The barred owl is the most common owl species in the Park. Its ‘who cooks for you’ call is one of the most distinctive sounds of the forest in spring and summer. Barred owls pair for life and normally nest in a tree cavity or an old nest of another bird. They begin courtship and nest preparations in the depths of winter and the female normally lays eggs in February or early March, although in the southern United States, barred owls often begin breeding even earlier.
The great horned owl is even larger and one of the Park’s top predators. They are remarkably adaptable and range right across the Americas from Argentina to Alaska. Living in such a wide range of habitats means changing nesting behaviour. Their nest is normally in a mature tree, but they will also choose cliff sides, buildings and in certain areas even nest on the ground. Like the barred owl they begin breeding during winter and incubate eggs during February and March, even in the colder parts of their range like Eastern Canada. Only in extreme north does laying take place in late March and April, although this is still much earlier than other breeding birds.

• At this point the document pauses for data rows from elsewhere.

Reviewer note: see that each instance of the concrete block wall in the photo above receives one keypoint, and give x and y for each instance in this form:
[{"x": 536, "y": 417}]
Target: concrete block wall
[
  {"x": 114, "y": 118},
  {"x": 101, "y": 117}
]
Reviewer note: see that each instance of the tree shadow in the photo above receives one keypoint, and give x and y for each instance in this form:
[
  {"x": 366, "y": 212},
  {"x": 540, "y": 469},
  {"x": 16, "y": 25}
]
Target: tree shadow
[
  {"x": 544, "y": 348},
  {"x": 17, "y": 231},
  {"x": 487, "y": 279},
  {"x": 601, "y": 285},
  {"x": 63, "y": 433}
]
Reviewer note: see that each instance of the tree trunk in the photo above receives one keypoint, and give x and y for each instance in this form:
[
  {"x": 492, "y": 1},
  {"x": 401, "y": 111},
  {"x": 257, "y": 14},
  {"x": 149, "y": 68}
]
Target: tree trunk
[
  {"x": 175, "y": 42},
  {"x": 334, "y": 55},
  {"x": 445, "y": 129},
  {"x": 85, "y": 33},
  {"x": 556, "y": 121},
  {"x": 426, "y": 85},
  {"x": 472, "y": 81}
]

So why do owls choose to nest early in the year? Like most decisions in biology it’s about getting a leg up on the competition. As a large species, their chicks take longer to develop than small songbirds. A horned owl chick spends more than forty days in the nest after hatching, compared to 16-18 days for a young kinglet. So, by starting nesting early, owls are able to fledge their young in spring which enables the growing chicks to learn the hunting skills during a period in the year when food is abundant. Timing is everything!